Last week I posted a short video on the effects dating a narcissist had on me after leaving the relationship.
As of now, the video has over 30,000 views and there were dozens of comments showcasing that it resonated with numerous users on the platform. Within those comments, victims of narcissistic abuse expanded on their stories and experiences. Within their stories arose a common theme that made my heart absolutely ache…
“I’m trying to discover my sense of self again…”
“He broke my soul, I left without a support system…’
“I don’t know who I am, what I like, I don’t know what to do…”
“She hurt me to my very core… I’m still recovering after three years.”
“They gaslit me into another dimension.”
The words hurt to read because I remember all too well how it feels to end a relationship with a narcissist only to realize that the healing journey is only just beginning.
To backtrack, many years ago I was able to walk away from my narcissistic abuser after almost a year of dating. At the time I assumed that it would be the same as any other break-up. I expected to cry, spend time with my friends and support system, and quickly build myself back up.

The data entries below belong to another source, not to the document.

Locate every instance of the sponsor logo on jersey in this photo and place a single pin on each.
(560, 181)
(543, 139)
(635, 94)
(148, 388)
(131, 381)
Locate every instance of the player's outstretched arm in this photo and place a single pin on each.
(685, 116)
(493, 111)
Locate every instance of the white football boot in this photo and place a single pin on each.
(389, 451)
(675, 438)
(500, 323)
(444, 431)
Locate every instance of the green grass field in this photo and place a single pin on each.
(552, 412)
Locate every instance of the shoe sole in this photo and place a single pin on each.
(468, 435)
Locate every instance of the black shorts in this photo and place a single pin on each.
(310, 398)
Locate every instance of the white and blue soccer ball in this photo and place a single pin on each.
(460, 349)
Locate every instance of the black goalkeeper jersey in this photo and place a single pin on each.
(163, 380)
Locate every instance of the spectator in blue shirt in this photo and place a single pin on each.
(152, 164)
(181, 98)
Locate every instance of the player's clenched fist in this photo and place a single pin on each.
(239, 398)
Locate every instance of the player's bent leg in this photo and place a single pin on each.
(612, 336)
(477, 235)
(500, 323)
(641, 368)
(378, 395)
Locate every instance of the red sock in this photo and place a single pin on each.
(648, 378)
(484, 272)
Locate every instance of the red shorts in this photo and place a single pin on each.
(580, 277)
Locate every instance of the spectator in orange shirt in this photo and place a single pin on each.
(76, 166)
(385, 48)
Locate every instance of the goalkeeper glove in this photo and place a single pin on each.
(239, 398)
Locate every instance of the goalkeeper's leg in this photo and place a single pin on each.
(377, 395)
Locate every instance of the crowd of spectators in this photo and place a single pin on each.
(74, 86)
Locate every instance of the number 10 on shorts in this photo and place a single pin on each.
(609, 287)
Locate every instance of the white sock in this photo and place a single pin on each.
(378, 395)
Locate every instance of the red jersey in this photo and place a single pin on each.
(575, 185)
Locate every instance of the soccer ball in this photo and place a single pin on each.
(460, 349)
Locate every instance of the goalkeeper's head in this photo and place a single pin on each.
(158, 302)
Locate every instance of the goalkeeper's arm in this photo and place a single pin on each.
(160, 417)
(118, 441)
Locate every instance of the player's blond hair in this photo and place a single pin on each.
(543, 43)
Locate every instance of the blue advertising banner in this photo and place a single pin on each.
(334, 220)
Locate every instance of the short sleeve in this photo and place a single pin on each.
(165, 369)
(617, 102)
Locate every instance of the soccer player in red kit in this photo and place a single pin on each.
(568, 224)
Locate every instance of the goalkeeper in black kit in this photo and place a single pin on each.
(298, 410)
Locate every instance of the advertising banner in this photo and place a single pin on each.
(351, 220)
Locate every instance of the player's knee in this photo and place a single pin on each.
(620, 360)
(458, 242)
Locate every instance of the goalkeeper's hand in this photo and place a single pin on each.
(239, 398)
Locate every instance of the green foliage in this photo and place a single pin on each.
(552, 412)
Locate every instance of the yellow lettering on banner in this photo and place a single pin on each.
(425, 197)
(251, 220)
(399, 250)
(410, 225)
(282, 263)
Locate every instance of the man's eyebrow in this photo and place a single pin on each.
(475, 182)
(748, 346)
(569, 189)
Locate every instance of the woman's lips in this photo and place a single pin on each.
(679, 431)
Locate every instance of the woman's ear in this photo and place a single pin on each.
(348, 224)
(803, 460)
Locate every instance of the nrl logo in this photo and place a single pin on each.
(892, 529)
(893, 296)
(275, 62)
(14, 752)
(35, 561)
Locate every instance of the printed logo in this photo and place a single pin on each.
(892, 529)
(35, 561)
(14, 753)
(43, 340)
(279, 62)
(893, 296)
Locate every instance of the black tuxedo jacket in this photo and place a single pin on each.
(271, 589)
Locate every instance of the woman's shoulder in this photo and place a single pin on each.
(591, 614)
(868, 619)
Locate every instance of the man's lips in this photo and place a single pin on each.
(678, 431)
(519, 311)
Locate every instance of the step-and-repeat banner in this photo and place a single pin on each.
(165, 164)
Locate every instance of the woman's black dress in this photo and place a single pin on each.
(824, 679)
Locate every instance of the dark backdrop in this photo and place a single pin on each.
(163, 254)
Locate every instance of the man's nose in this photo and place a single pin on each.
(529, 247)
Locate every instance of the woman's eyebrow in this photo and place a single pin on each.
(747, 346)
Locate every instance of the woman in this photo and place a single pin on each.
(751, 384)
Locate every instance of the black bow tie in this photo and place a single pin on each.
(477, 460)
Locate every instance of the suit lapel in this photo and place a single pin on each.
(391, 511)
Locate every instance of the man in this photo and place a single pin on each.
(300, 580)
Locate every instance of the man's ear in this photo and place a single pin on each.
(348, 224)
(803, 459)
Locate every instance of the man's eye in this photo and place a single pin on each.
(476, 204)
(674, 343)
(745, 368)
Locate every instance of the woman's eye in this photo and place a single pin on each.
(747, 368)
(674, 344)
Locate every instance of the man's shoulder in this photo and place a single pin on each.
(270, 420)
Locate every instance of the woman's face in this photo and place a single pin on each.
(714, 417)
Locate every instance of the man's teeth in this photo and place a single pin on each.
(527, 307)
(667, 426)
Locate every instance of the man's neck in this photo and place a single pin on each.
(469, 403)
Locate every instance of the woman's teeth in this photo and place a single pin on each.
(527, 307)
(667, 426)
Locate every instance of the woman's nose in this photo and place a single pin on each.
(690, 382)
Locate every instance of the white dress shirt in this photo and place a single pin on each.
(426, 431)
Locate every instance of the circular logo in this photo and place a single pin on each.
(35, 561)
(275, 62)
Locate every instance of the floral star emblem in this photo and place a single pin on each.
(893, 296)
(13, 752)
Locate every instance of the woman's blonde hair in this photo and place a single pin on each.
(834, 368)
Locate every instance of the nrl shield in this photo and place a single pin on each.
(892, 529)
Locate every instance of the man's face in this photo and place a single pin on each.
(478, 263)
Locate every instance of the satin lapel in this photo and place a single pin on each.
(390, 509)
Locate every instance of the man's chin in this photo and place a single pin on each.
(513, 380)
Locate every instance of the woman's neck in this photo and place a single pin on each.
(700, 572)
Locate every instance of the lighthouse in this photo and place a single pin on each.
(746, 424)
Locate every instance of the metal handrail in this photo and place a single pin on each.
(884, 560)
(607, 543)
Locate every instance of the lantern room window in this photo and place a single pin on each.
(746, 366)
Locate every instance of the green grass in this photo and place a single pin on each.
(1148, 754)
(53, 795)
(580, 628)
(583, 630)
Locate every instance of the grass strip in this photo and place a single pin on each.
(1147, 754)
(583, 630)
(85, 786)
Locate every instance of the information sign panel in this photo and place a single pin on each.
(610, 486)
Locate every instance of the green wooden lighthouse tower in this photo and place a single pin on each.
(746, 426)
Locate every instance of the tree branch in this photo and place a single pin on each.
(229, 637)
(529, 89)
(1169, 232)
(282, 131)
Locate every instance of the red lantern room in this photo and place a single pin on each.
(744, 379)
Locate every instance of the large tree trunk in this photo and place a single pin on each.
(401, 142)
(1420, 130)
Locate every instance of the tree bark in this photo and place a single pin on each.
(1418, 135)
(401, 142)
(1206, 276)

Those of you who have been through a similar experience is most likely already aware that the aftermath of psychological abuse is unlike any “normal” break-up.
In the months following our break-up, confusion and despair were around every corner. Self-hatred coursed through my veins, and the confident woman who had once stared back at me in the mirror had been replaced by someone I failed to recognize at all.
The strongest of all of those emotions was anger. Anger that I had allowed someone to strip me of my worth. Anger that I had allowed someone control over what I thought and what I felt. Anger that I now questioned everything because I been gaslighted and invalidated for so long.
One question became more and more prevalent in my mind.
Was this going to be the rest of my life? Was this horror going to last forever?
Today I am able to reassure you that the horror does not last forever.
Although I may write about what I experienced both mentally and physically after dating a narcissist, it is to help victims, not because I cannot let go of what happened.
Just on a high level, I had to relearn how to trust myself, how to know myself, how to set boundaries, and how to love myself again.
Within those hard lessons, there was plenty of good as well. I was able to relearn how to trust myself, and how to feel joy. The joy was a kind that I had never felt before because I had suffered from codependency that was another part of my mental health I started to focus on.
All of that being said, this message is meant to reassure you.
I want you to know that it is completely normal to feel lost after leaving an abusive relationship. I want you to remember that what you have gone through was horrendous, and something that you should have never experienced.
Healing takes time and it is truly a journey, not a destination. There are days when I still feel the aftereffects of my trauma, but I am now equipped to work through it in a healthy way.
Please remember that if you feel lost, and you don’t know who you are right now… you are not alone.
In fact, there are many survivors ready to stand by your side as you pull yourself back off the ground stronger than ever.